If data is a singular word, then what is the plural of data? This question is actually the wrong one to ask. This is because the word data is already plural. The real question we should ask is, “What is the singular form of the word data?” The answer to this question is “datum.”
It turns out that this occurs for a very interesting reason. To explain why we will need to go a little deeper into the world of dead languages.
A Little Bit of Latin
We begin with the history of the word datum. The word datum is from the Latin language. Datum is a noun, and in Latin, the term datum means “something given.” This noun is from the second declension in Latin. This means that all nouns of this form that have a singular form ending with -um have a plural form that ends in -a. Although this may seem strange, it is similar to a common rule in English. Most singular nouns are made plural by adding an "s", or perhaps "es," to the end of the word.

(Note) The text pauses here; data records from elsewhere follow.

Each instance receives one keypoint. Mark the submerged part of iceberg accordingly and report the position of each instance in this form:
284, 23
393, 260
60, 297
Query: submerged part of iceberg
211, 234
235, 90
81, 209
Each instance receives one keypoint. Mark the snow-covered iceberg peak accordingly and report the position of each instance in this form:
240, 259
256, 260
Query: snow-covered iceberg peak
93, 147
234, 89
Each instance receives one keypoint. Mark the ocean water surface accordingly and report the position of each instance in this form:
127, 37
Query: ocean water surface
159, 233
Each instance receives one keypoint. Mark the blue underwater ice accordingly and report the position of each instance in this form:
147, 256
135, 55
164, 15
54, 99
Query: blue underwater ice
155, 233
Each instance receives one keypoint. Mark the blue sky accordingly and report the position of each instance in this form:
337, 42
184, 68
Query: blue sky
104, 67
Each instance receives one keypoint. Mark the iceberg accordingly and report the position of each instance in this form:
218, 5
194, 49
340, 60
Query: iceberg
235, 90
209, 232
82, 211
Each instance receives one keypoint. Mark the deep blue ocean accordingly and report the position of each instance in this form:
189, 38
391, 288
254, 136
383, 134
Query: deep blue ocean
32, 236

What all this Latin grammar means is that the plural of datum is data. So it is correct to speak of one datum and several data.
Data and Datum
Although some treat the word data as a collective noun referring to a collection of information, most writing in statistics recognizes the origin of the word. A single piece of information is a datum, more than one are data. As a consequence of data being a plural word, it is correct to speak and write about “these data” rather than “this data.” Along these same lines, we would say that "the data are… " rather than "the data is… "

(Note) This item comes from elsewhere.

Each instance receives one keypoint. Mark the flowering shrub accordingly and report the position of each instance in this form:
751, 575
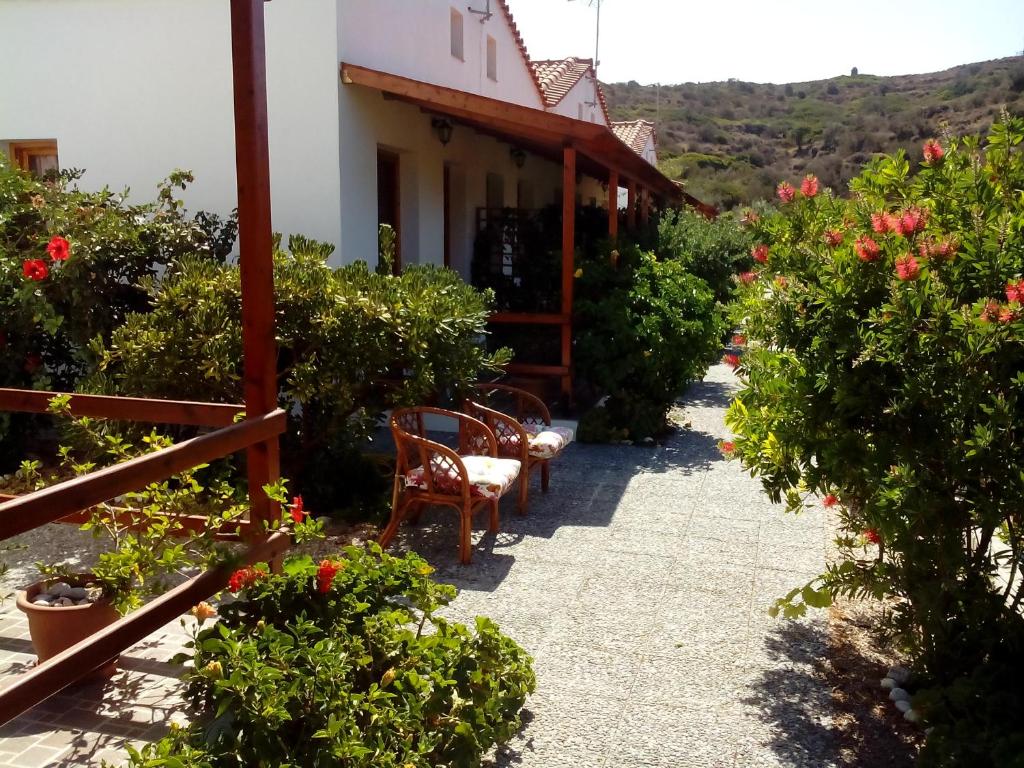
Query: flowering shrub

One way to dodge this issue is to consider all of the data as a set. Then we can talk about a singular set of data.
Spot the Examples of Misuse
A brief quiz may further help to sort out the correct way to use the term data. Below are five statements. Determine which two are incorrect.
- The data set was used by everyone in the statistics class.

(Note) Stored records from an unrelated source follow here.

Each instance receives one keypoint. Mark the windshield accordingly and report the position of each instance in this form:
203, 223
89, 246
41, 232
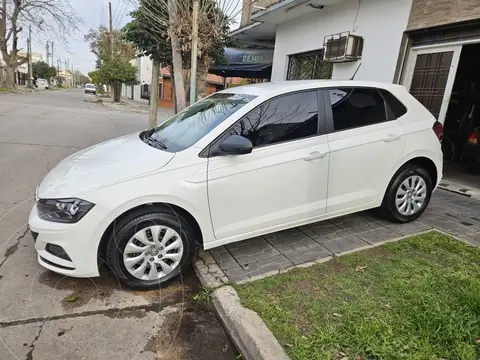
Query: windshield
190, 125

- The data was used by everyone in the statistics class.
- The data were used by everyone in the statistics class.
- The data set were used by everyone in the statistics class.
- The data from the set were used by everyone in the statistics class.
Statement #2 does not treat data as a plural, and so it is incorrect. Statement #4 incorrectly treats the word set as a plural, whereas it is singular. The rest of the statements are correct. Statement #5 is somewhat tricky because the word set is part of the prepositional phrase "from the set."
Grammar and Statistics
There are not many places where the topics of grammar and statistics intersect, but this is one important one. With a little practice, it becomes easy to correctly use the words data and datum.